The FINANCIAL — The hunt for secure long-term income is driving European real estate investment as the industry hedges against potential interest rate rises and an uncertain geopolitical backdrop, according to Emerging Trends in Real Estate Europe 2019.
The annual report, published jointly by the Urban Land Institute (ULI) and PwC, is based on the opinions of over 800 real estate professionals in Europe, including investors, developers, lenders, and advisors.
This caution is also reflected in the expectations related to the availability of equity and debt, with around 28% of survey respondents believing that the amount of equity available for refinancing or new investment will increase, compared with 50% last year. However, last year’s confidence was particularly high, and there are few current concerns about liquidity, other than for challenging sectors such as retail, as demonstrated by the majority (54%) who believe the availability of equity will be about the same.

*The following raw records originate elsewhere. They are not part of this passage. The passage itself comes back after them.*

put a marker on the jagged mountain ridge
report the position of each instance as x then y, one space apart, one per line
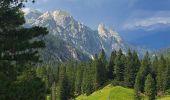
63 26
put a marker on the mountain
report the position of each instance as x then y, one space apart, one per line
69 38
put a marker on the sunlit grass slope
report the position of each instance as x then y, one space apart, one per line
110 93
113 93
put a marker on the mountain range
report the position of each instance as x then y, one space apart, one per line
70 39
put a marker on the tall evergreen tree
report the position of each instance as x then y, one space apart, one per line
120 66
141 75
19 46
110 67
150 87
132 67
160 73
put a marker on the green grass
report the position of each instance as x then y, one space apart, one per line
110 93
113 93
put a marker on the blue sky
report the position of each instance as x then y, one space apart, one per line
125 16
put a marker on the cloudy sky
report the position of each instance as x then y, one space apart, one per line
147 17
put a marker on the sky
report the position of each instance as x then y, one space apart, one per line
133 19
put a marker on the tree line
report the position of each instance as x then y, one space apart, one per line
19 54
148 76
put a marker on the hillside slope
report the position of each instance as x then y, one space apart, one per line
113 93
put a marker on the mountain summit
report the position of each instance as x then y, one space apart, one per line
75 36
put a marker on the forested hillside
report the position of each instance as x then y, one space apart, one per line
148 77
28 72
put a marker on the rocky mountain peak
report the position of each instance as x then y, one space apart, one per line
102 30
61 13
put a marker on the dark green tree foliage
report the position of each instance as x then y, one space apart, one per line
100 65
160 73
79 79
18 53
166 76
132 67
64 86
110 67
29 87
87 84
141 75
150 87
120 66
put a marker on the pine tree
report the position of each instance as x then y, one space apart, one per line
79 79
110 66
64 86
166 77
132 67
160 73
19 47
100 70
120 66
144 70
150 87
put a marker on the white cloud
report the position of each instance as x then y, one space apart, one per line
144 23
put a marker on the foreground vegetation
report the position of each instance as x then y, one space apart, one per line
23 76
110 93
114 93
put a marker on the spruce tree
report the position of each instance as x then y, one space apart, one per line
110 66
120 66
160 73
144 70
150 87
19 47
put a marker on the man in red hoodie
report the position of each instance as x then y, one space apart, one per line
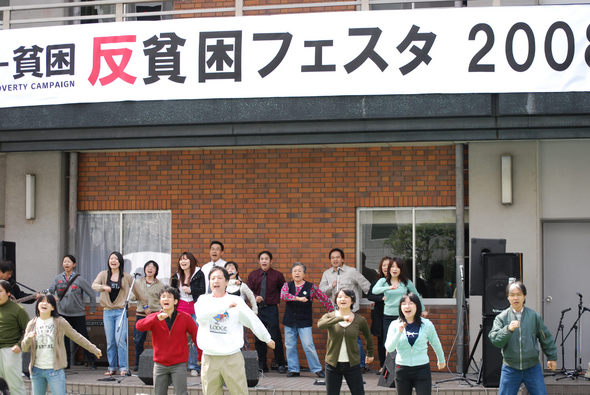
169 329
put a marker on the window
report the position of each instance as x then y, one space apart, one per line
139 235
424 238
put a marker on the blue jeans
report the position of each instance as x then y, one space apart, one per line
138 339
362 351
55 378
533 379
352 375
116 342
306 337
193 356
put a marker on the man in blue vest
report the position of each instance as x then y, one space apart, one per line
298 319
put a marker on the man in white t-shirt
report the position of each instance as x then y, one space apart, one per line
215 252
221 318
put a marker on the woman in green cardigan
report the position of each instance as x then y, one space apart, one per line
342 351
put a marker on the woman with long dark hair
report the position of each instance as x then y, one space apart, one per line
342 351
190 281
409 335
377 312
393 286
44 337
113 285
151 287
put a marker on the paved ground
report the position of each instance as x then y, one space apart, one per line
309 383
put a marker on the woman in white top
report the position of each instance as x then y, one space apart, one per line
44 337
190 281
237 287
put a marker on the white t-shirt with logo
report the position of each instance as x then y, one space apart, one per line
44 339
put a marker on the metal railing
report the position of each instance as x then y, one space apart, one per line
124 10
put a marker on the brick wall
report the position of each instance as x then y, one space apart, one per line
296 202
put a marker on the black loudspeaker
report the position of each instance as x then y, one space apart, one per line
145 370
498 269
26 362
251 363
478 247
492 356
8 252
387 379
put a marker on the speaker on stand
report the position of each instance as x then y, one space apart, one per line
387 379
478 248
498 270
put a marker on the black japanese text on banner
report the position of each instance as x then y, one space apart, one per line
454 50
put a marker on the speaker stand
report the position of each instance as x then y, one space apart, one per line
463 377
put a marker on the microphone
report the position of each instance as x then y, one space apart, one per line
138 272
174 282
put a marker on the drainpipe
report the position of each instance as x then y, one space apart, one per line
460 251
73 203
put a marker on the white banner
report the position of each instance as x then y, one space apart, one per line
452 50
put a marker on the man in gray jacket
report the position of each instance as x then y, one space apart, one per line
516 331
69 288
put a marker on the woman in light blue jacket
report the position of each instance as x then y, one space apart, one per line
409 335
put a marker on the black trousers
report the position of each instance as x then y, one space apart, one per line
352 375
79 324
269 315
408 377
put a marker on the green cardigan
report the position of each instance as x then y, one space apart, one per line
62 328
336 333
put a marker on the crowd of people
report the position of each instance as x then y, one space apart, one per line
197 323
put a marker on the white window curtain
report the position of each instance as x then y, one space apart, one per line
424 238
139 236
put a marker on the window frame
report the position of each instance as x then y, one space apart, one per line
413 210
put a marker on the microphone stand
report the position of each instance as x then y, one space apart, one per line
119 329
577 368
563 370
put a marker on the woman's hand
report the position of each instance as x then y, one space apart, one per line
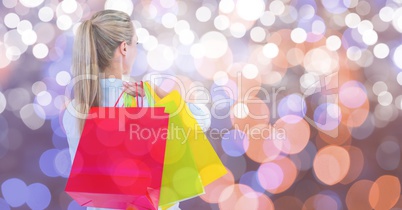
131 89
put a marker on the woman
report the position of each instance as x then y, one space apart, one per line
104 51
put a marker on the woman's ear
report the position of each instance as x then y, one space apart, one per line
123 48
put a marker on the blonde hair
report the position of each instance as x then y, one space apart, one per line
95 44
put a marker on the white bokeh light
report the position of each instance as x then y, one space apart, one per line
161 58
238 30
214 43
63 78
169 20
203 14
333 43
40 51
270 50
29 37
221 78
250 71
257 34
121 5
381 51
46 14
226 6
31 3
221 22
298 35
352 20
250 10
64 22
11 20
397 56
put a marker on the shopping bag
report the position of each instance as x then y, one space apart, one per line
120 157
209 166
180 180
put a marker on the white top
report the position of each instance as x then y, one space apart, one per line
111 90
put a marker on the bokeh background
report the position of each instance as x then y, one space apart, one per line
328 73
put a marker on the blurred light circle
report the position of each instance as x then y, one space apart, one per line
15 192
31 3
29 37
385 192
46 14
63 78
3 102
293 104
388 155
221 78
64 22
23 26
357 196
354 53
161 58
40 51
121 5
298 35
379 87
240 110
277 7
381 50
235 143
142 34
385 98
151 43
238 30
186 37
46 162
292 134
203 14
352 20
62 163
169 20
250 71
268 18
336 6
226 6
386 14
397 55
270 50
306 11
38 87
221 22
370 37
69 6
214 44
44 98
331 164
250 10
352 94
39 196
10 3
333 43
321 61
257 34
4 205
181 26
327 116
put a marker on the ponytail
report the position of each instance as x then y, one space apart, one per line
95 44
85 71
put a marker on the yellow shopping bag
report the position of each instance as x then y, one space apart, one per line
209 166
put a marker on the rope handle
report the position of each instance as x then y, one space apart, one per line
137 96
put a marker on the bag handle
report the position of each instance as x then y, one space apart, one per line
137 95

One of the main barriers to investment continues to be the availability of suitable assets as capital continues to flow into Europe, with strong increases expected from Asia. This is putting pressure on the core end of the market with 70% of survey respondents either agreeing or strongly agreeing that prime assets are over-priced.
Interest in alternative asset classes continues to rise in face of tough capital markets environment
One response to this more challenging capital markets environment is that investors are turning to asset classes that are experiencing structural tailwinds and which are less likely to be affected by the current cycle. But Emerging Trends in Real Estate Europe suggests that this is only part of the story.
Residential stands out in this respect, with seven out of the top ten sectors preferred for investment and development, including some form of residential, ranging from co-living, student housing, retirement living to social housing and regular residential housing.
In addition to residential, logistics and niche sectors such as data centres and flexible offices are making up the top ten. Logistics clearly continues to benefit the growth of e-commerce. Traditional formats such as city central or suburban offices and retail formats continue to languish at the bottom of the rankings.
European cities ranked for investment and development prospects
The annual city rankings included in Emerging Trends in Real Estate Europe reflect the industry’s appetite for smaller, “late-cycle play” newcomers combined with some of the larger, established markets, while at the same time considering geopolitical risks. Lisbon jumped ten places to take the number one spot in a late-cycle play, with interviewees also praising the city’s quality of life and political leadership.
The more established German cities still dominate the top ten with Berlin taking second place followed by Frankfurt, Hamburg and Munich ranked five, seven and ten respectively. However, for some, the year-on-year popularity of these cities is beginning to take its toll with many respondents citing overpriced investments in these locations.
The rest of the top ten is largely made up of cities, such as Madrid, Amsterdam, Vienna and Dublin that score positively on real estate fundamentals and rental growth prospects, but in many cases also on quality of life, connectivity, innovation potential and attractiveness to talent.
Despite investment volumes and occupier demand for offices in London holding up well, Brexit continued to overshadow London’s short-term prospects, with 70% of Europe’s senior professionals believing that the UK’s ability to attract international talent will fall following the March 2019 deadline whatever the final deal.
Social value of real estate continues to grow in importance
The report also examined the growing influence of social value alongside the financial returns from investments. Nearly 60% of survey respondents believe the industry is moving towards using a wider range of non-financial measures to assess the value of real estate and real estate businesses. Similarly, 59% agree that non-financial metrics are increasingly important in measuring returns.
The current outcome of this trend is a greater focus on combining uses such as co-working facilities, retail and last-mile logistics, with non-commercial uses and placemaking elements, such as affordable housing, community centres, public spaces and childcare facilities.